El Señor es mi pastor, nada me faltará
Jesucristo es el Buen Pastor que nos enseña a usar nuestro cuerpo, a vivir nuestra sexualidad, a acrecentar nuestra inteligencia, a fortalecer nuestra voluntad y nuestro espíritu; a actuar en nuestra familia, en nuestro matrimonio, en nuestro noviazgo, en nuestros ambientes de amistades, de estudios y de trabajo, y en este mundo, para que alcancemos la plenitud sin final. Jesús no descansa; está dispuesto a dedicarnos todo su tiempo, convocándonos en su Iglesia –para que no estemos solos- guiándonos con su Palabra, sanándonos en el sacramento de la Reconciliación, alimentándonos con su propio Cuerpo y con su propia Sangre en la Eucaristía, y escuchándonos en la oración. Por eso, con el salmista, podemos exclamar: “El Señor es mi pastor, nada me falta… aunque camine por cañadas oscuras, nada temo, porque tú vas conmigo…”

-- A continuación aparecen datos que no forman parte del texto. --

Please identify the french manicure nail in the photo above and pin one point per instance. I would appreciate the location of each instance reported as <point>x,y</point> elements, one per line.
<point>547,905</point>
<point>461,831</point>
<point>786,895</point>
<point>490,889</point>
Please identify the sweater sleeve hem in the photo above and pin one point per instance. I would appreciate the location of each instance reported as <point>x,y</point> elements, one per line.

“El verdadero pastor –comenta el Papa Benedicto XVI- es aquel que conoce también el camino que pasa por el valle de la muerte; aquel que incluso por el camino de la última soledad, en el que nadie me puede acompañar, va conmigo guiándome para atravesarlo: él mismo ha recorrido este camino, ha bajado al reino de la muerte, la ha vencido, y ha vuelto para acompañarnos ahora y darnos la certeza de que, con Él, se encuentra siempre un paso abierto”. Saber que existe Aquel que entra con su amor ilimitado en lo más profundo de nuestro ser llenándonos por completo, y que nos acompaña siempre, incluso en la muerte, para que podamos vencerla, nos libera de la soledad y nos llena de esperanza.

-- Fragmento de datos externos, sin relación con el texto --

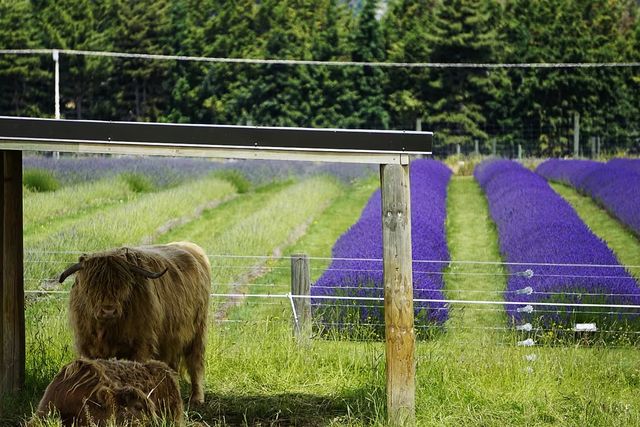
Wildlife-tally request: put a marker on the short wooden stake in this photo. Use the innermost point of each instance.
(301, 285)
(13, 333)
(398, 294)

Esta es la esperanza que debemos comunicar a los demás compadeciéndonos, con Cristo y como Cristo, de aquellos que andan solos, “como ovejas sin pastor”, conscientes de aquello que San Agustín decía: “Si… hablo no de mis pensamientos, sino exponiendo la Palabra de Dios, es el Señor quien os apacienta por mediación mía”. Como Jesús, seamos sensibles a las necesidades de comprensión, cariño, justicia, respeto, ayuda y perdón del cónyuge, de los hijos, de los padres y hermanos, de la novia o del novio, de los amigos, de los vecinos, de los compañeros de estudios o de trabajo, y de la gente que nos rodea, dispuestos a renunciar al juego, a la diversión y al descanso, para dedicarles el tiempo que necesitan, siendo para todos “caricia de Dios”.